Arms: Azure two barrulets wavy Gules fimbriated Or alternate with a cross fleury between two Catherine wheels in pale of the last.
Motto: Adimple Ea Quae Desunt (Complete That Which is Lacking)
The shield is inspired by the arms of St. Francis de Sales, patron of the city of Columbus, Ohio, in which the armiger was born and raised. The central charge on the shield is the Cross, a symbol of the armiger’s faith and focus on Christ in all that he does. The arms of this particular Cross (called a cross flory) each terminate in a fleur-de-lis, a stylized lily often used as a symbol of the Virgin Mary and Saint Joseph. In addition, the fleur-de-lis represents the armiger’s patron, St. Jean Marie Baptiste Vianney, and the Holy Trinity. The Cross flory also appears on the Dominican order’s arms, whose friars staffed the armiger’s childhood parish and greatly influenced him. At the top and bottom of the shield, wheels, specifically spiked “Catherine wheels” allude to the armiger’s surname, Carter.
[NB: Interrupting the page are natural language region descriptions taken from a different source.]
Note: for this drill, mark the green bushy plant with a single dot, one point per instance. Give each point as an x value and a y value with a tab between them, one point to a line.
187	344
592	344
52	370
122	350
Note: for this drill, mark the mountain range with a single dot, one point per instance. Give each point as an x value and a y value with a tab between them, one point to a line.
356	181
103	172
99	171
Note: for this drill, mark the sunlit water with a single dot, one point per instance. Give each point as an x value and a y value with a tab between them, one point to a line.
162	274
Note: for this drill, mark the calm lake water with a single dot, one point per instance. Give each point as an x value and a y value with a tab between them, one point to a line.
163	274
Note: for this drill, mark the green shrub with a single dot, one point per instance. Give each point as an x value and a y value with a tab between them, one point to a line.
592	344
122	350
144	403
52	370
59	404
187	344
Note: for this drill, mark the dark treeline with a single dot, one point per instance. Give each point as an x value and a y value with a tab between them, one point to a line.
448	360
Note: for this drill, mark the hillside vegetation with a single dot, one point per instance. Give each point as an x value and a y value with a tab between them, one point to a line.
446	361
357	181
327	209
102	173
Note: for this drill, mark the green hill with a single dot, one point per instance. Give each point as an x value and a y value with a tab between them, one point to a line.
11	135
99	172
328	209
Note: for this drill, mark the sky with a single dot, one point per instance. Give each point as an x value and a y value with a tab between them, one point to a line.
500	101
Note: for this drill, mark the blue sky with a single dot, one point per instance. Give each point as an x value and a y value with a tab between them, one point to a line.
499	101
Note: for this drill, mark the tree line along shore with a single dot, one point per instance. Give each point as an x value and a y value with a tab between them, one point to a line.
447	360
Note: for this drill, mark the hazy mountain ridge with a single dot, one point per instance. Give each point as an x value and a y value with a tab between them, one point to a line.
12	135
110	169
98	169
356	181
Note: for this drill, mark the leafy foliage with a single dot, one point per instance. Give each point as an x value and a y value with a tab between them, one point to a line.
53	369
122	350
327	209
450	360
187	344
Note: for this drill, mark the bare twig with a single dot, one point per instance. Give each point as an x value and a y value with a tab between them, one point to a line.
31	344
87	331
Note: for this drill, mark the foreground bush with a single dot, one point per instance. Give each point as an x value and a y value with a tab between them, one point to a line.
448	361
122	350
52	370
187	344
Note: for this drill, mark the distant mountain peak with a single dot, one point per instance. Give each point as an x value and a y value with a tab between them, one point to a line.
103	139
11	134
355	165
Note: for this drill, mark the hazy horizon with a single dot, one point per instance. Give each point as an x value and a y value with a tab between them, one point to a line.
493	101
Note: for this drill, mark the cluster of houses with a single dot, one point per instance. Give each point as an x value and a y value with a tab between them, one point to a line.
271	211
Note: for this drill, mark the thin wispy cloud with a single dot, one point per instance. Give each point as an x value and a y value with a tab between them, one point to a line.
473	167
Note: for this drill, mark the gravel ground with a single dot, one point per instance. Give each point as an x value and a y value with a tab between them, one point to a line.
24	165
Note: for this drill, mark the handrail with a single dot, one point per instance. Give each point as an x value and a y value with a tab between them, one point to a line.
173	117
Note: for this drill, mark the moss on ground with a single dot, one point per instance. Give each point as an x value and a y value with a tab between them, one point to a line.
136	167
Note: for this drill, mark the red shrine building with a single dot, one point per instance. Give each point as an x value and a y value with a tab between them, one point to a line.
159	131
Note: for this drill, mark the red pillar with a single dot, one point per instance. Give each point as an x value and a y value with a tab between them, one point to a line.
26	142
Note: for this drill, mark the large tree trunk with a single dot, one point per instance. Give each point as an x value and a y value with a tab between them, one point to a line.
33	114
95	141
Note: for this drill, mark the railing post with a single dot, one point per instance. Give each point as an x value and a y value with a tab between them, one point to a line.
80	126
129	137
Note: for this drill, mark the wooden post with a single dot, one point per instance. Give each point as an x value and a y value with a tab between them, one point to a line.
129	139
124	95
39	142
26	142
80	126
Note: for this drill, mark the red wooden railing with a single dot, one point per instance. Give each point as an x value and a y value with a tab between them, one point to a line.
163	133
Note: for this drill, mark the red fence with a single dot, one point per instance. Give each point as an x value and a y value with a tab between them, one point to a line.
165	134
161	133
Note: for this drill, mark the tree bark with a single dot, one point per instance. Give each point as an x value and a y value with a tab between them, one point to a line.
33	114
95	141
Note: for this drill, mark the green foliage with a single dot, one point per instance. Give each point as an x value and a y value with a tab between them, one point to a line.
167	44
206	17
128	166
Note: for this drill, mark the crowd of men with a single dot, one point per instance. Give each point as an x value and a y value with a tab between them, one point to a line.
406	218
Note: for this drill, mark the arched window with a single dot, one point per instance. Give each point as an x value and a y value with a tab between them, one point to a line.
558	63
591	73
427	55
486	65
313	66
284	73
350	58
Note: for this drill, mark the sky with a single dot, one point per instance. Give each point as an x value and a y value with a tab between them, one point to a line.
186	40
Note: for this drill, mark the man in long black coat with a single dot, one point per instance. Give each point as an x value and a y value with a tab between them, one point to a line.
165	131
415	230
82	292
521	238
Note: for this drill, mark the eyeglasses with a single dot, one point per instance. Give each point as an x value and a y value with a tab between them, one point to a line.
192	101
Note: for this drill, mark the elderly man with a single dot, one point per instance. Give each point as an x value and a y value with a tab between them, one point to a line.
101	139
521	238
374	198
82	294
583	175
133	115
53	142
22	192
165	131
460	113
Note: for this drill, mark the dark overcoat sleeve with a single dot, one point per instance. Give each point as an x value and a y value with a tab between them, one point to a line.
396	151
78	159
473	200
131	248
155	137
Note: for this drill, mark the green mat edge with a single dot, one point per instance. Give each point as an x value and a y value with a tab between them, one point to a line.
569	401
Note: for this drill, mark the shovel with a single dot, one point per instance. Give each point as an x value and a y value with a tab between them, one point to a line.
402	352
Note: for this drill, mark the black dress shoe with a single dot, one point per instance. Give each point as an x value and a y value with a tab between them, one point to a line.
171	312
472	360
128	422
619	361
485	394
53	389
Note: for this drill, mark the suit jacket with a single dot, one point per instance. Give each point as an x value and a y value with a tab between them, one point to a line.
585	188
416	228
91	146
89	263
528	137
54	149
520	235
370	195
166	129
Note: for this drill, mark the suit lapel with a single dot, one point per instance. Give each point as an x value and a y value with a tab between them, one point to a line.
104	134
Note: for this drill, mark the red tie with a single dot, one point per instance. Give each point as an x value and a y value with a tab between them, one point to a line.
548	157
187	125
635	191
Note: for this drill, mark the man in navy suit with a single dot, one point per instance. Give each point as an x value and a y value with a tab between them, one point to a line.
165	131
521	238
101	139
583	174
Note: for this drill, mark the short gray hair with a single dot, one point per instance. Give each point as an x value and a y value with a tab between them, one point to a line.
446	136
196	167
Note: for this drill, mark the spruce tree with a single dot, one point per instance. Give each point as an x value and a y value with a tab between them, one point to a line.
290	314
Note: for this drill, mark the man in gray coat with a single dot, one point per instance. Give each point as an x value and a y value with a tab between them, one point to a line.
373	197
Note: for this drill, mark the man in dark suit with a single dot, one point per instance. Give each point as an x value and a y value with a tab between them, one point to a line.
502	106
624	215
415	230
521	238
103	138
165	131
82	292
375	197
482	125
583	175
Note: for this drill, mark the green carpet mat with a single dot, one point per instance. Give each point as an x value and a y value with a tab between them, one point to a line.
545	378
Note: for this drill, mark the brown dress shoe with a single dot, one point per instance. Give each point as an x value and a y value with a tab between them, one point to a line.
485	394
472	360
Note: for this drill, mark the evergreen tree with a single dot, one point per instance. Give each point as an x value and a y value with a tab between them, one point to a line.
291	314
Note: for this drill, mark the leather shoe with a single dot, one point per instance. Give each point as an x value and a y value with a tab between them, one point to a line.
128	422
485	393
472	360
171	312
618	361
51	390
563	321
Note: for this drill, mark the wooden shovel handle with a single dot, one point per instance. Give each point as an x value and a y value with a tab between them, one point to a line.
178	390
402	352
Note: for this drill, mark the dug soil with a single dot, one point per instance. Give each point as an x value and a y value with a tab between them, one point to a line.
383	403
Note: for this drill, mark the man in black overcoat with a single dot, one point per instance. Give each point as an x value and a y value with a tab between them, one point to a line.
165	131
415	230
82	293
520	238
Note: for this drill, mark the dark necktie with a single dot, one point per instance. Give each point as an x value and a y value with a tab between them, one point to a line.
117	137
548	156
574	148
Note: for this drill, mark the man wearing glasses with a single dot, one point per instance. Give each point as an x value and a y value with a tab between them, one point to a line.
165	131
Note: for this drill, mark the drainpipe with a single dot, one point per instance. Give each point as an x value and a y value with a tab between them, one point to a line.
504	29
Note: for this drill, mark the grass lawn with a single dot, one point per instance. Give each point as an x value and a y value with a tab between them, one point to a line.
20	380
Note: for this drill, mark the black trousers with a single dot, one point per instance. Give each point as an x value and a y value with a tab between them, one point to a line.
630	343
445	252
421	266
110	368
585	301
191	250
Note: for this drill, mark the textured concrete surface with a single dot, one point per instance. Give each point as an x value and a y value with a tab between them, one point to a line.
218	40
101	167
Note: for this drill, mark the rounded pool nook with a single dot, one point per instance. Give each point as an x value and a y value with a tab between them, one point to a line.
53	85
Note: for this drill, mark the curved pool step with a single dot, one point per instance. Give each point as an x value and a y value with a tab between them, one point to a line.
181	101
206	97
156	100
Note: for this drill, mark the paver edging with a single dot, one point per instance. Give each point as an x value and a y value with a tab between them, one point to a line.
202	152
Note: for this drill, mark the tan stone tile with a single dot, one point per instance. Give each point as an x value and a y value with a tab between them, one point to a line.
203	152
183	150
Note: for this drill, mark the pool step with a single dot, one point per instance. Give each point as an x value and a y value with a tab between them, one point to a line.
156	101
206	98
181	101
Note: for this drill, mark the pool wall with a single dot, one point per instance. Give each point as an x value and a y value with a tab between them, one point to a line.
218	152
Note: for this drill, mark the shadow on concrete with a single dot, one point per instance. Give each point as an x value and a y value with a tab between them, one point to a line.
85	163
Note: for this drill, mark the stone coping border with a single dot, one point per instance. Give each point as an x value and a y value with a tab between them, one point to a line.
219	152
On a scroll below the shield appears the armiger’s motto, “Adimple Ea Quae Desunt.” This line, “Complete That Which is Lacking,” is from Colossians 1:24 in which St. Paul is telling the people of Colossae, “Now I rejoice in my sufferings for your sake, and in my flesh I am filling up what is lacking in the afflictions of Christ on behalf of His body, which is the Church.” Thus, it is a reminder to the armiger to complete what is lacking in Christ’s afflictions by joining his sufferings thereto and a plea to God to fulfill in the armiger what is lacking.
21st September 2020: The International Register of Arms, Registration No. 0570 (Vol.4).